Inout and NSMutableDictionary

Question

If i run the following code in XCode 12 playground (Swift 5.3) I get the same result from two listings:

import Foundation

var dict = NSMutableDictionary()

dict["x"] = 42

func stuff(_ d: inout NSMutableDictionary) {
    d["x"] = 75
}

stuff(&dict)

dump(dict) // x is 75

the other:

import Foundation

var dict = NSMutableDictionary()

dict["x"] = 42

func stuff(_ d: NSMutableDictionary) {
    d["x"] = 75
}

stuff(dict)

dump(dict) // x is 75 still

As per the documentation here, the second listing should give me an error: https://docs.swift.org/swift-book/LanguageGuide/Functions.html

But it works anyway.

Is this because the enforcement of these in-out rules is constrained to Swift only types, and Cocoa types are exempt?

Answer 1

This works not because Cocoa types are exempt, but because NSMutableDictionary is a class (as opposed to a struct), and the inout does not refer to what you might be thinking.

Unfortunately, the documentation you link to (and the more in-depth documentation on inout parameters it links to) doesn't make it clear what "value" really means:

An in-out parameter has a value that is passed in to the function, is modified by the function, and is passed back out of the function to replace the original value

The following statement hints at it a little, but could be clearer:

You can only pass a variable as the argument for an in-out parameter. You cannot pass a constant or a literal value as the argument, because constants and literals cannot be modified.

The "value" the documentation describes is the variable being passed as inout. For value types (structs), this is meaningful because every variable holding a value of those types effectively holds a copy of that value.

var a = MyGreatStruct(...)
var b = a
// a and b are not directly linked in any way

Passing a struct to a function normally copies the value into a new local variable (new variable = copy), whereas you can imagine inout giving you direct access to the original variable (no new variable).

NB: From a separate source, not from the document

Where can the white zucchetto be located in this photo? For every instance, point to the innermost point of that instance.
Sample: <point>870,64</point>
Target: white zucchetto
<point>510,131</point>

What's not described is that the effect is identical for classes, which behave differently.

let a = MyGreatClass(...)
let b = a
// modifying `a` will modify `b` too since both point to the same instance

Passing a class to a function also copies the variable into a new local variable, but the copy isn't meaningful — both variables hold the same thing: a reference to the object itself in memory. Copying in that sense doesn't do anything special, and you can modify the object from inside of the function the same way you could from outside. inout for classes behaves the same way as for structs: it passes the original variable in by reference. This has no bearing on the majority of the operations you'd want to perform on the object anyway (though it does allow you to make the variable point to a different object from within the function):

var a = MyGreatClass("Foo")

// func foo(_ value: MyGreatClass) {
//     value = MyGreatClass("Bar") // <- not allowed since `value` isn't mutable
// }

func foo(_ value: inout MyGreatClass) {
    value = MyGreatClass("Bar")
}

print(ObjectIdentifier(a)) // <some pointer>
foo(&a)
print(ObjectIdentifier(a)) // <some other pointer>